Pakistani Mutton Biriyani
Ingredients 
1 kg Mutton
1 kg Basmati Rice 
2 big onions sliced
1 tomato chopped 
1 1/2 tbsp garlic, ginger and chilli paste 
1 tbsp Briyani masala powder ( 1/4 tsp ( Saha jeera ) cumin seeds, 1/4 tsp coriander powder, 2 green cardomom, 1 small stick Cinnamon, 4 cloves, 8 to 10 pepper, 1/2 nutmeg, 2 whole red chillies, 2 star anise, 2 bay leaves) to grind
1/2 tsp turmeric powder
6 dry plums
1/2 cup curd
1/2 cup milk
2 pinch saffron
Pinch of kesar colour
Salt to taste
3 tbsp ghee
Chopped mint and coriander leaves for garnishing 
1/4 cup of mix dry fruits ( Kaju, raisins and almond flakes)
1/2 tsp Kewra essence 
2 boiled eggs
1/4 cup pomegranate 
For the salad cut 1 tomato, 1 onion, 1 cucumber into to slice.
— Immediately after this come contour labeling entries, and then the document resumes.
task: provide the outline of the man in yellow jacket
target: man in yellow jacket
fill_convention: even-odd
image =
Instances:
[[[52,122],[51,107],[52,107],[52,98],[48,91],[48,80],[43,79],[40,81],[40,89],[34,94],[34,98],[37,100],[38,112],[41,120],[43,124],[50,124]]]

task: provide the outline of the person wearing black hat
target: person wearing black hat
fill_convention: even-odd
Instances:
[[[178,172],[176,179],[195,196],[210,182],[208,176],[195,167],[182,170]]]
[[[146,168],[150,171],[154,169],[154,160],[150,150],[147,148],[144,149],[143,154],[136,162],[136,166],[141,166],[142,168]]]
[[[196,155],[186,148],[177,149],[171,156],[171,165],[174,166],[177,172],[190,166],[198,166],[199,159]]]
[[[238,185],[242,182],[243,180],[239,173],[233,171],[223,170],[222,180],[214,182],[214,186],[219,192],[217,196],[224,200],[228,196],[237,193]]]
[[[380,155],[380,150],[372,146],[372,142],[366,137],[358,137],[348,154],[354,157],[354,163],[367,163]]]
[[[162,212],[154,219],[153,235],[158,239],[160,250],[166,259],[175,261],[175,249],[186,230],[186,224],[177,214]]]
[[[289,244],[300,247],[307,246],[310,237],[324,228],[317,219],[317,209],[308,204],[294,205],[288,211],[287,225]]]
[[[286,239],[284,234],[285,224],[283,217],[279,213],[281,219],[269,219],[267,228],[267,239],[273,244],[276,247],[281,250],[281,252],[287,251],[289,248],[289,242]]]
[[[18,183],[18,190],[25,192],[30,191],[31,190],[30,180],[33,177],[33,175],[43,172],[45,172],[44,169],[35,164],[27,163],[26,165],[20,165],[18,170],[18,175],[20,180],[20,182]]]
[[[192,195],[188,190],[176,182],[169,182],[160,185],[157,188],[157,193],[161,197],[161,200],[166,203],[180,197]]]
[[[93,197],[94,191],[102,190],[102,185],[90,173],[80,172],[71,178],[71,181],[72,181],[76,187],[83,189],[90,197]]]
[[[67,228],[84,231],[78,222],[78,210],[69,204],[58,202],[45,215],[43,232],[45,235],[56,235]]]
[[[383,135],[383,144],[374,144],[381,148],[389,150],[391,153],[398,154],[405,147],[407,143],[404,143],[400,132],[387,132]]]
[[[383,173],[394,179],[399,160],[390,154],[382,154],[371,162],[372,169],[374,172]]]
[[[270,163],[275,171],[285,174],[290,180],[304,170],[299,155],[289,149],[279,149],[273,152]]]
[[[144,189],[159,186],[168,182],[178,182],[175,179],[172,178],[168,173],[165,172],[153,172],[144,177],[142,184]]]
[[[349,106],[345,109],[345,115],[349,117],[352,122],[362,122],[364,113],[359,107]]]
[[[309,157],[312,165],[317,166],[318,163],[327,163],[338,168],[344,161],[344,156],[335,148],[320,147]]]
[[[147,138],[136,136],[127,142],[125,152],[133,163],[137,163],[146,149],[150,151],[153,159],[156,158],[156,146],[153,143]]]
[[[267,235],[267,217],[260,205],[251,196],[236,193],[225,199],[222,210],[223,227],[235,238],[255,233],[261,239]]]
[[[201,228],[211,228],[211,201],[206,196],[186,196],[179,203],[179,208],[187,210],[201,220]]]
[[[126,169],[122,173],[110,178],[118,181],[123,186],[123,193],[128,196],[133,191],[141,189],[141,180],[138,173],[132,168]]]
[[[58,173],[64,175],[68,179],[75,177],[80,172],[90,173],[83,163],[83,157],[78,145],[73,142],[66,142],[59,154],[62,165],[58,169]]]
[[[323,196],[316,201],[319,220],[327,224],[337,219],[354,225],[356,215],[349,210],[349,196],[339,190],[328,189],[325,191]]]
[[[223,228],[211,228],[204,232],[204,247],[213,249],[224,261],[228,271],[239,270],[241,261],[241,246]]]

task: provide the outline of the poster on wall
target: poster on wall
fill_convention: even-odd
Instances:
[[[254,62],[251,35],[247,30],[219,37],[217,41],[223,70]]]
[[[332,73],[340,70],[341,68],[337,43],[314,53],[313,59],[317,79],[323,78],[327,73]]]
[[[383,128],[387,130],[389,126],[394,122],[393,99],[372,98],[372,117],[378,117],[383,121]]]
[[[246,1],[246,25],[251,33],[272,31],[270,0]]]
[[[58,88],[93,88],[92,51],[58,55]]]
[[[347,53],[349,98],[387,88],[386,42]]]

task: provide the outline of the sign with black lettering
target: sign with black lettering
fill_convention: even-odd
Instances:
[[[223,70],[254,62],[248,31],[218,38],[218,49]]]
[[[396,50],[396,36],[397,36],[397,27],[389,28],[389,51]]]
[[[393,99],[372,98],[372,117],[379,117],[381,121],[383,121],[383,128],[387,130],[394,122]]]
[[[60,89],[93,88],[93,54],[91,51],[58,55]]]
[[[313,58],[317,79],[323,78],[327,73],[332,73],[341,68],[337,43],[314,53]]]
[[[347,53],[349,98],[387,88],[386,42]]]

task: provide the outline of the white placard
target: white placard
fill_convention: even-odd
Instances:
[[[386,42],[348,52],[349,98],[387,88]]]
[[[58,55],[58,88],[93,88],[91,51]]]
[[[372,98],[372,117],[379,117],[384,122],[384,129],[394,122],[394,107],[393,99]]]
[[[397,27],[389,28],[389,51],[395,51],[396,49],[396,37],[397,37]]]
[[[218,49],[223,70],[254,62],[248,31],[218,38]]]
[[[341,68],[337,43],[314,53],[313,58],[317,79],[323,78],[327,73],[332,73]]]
Slit 2 green chillies, slice 1 lime.
Method
Marinate the mutton with curd, ginger, garlic, chilli paste, biriyani masala powder, salt, turmeric powder for a hour. Take the rice an soak for 30 minutes. Take a pan add 1 1/2 tbsp ghee and fry the onions till golden brown.  Take  1/2  of the onions and keep it aside. Let the rest of the onions be in the pan. Add the marinated Mutton and tomato. Let it cook in its own juice. Cook the soaked rice. Add salt to taste and 1/2 tsp ghee in the rice and mix it. Once the mutton is cooked and the gravy has reduce, take mutton of the gas. Take 1/2 cup milk. Warm the milk and add saffron and Kewra essence. Divided the rice into two parts. Add 1/2 milk to one part of the rice and mix it.  Now add colour to the remaining milk. Add the the milk to the other remaining rice and mix it. Cut the eggs in to two and keep it aside. Take a platter. Add the White rice on the plate. Create a   space in between the rice. Add the mutton in the centre. Now spread the coloured rice on the top. Sprinkle the brown onions on top. Heat 1/2 tsp ghee and fry the dry fruits and spread it on the rice. Sprinkle coriander and mint leaves. Now mix the salad and sprinkle salt on it. Garnish the biriyani with the salad, lime , green chillies, pomegranate seeds and eggs.